Granted, there are a few almost archetypal missteps. As with so many dance producers tackling the album format, Bambounou feels the need to buffer his lengthier tracks with a series of interludes and short cuts. Few of these are necessary—the laid-back, boogie-ish synthwork on "Great Escape" even seems a little out of place, as the majority of Orbiting rests on a series of sharp, frenetic arrangements. That said, the ominous arpeggiations on "EX06" do form a fine midpoint, recalling similar patterns on Cobe's standout track, "Deepstaria."
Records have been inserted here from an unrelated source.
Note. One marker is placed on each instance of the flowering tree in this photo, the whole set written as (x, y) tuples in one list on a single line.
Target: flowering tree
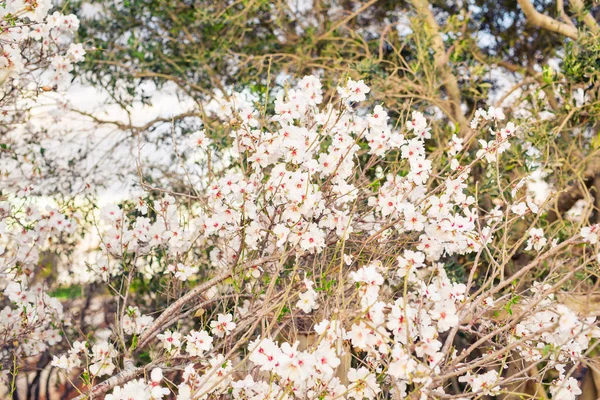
[(315, 256), (319, 247)]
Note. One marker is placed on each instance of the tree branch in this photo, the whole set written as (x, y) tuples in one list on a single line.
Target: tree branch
[(545, 22)]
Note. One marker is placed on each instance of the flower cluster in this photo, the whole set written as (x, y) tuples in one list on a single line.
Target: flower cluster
[(282, 223)]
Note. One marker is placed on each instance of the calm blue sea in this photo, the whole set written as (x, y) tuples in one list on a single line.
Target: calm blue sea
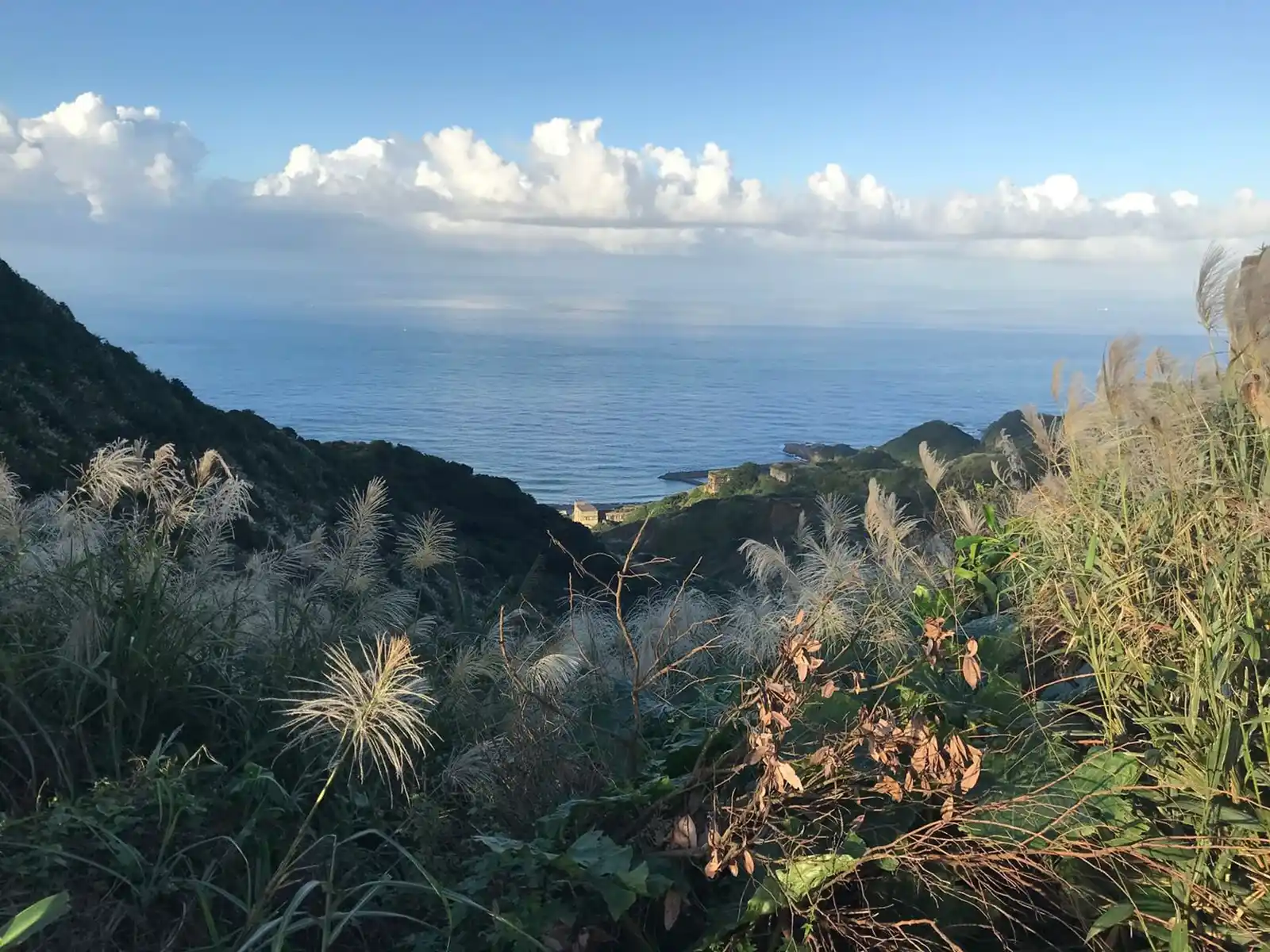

"Let Me Get," the album's only collaboration, features fellow Parisian French Fries and perhaps as a result is the only instance in which Guindo-Zegiestowski's sound is at odds with itself. For a track based around the phrase "let me get that ass," it's more than a little overdramatic, and its searching, sentimental piano and synth lines would be better off soundtracking some kind of epic, Scarface-type saga. Even though many of the interludes are superfluous, "Let Me Get" comes from far below the album's sphere.
Beyond this track, Orbiting is refreshingly gimmick-free. Bambounou plays with some familiar tropes, but executes them well. The radically broken "Any Other Service" is almost all breakdown, a piece for English radio DJs to drop mid-mix and talk over while hyping how "massive" it is (even though it sounds excruciating to dance to). There's practically an entire micro-genre for these kinds of tracks, and many of them rely on the easy spectacle of sampled pop hooks. Guindo-Zegiestowski's approach is comparatively bare-bones, reveling in the form's abstraction. Like "Let Me Get," "Mass" is laced with juke-style vocal chops, but instead of dictating the track's mood, they perfectly slot into a spry, tightly stepping rhythm. Smartly, the producer maintains a rewarding focus on the drums throughout the LP. On the frantic technoid rush of "Data," they're a wooden, hollowed-out base for bleeping, repetitive synths; it's a warehouse track simply because it's robust enough to actually fill out a warehouse. "Off The Motion," meanwhile, moves with a tensile, powerfully subby swing, perpetually uncoiling and regrouping. For "Splaz," Bambounou smothers his kicks so they're virtually little mounds, leaving plenty of headroom for glowing, filter-tweaked synth patterns.
By and large, Orbiting is bass music, and the album is accordingly armed with considerable low-end weight. Furthermore, the producer supplies it with little in the way of hooks—the synthwork generally provides ornamental foils for intricate, kinetic rhythms. In these respects, the majority of the LP is primed for DJ use. In spite of its spotty attempts at diversity, it might better be classified as a compilation than a proper album, since its flow drastically varies from track to track. But when a dance album cannot contain a grander narrative, the next best result is certainly a selection of floor-primed productions, and on this front, Orbiting delivers.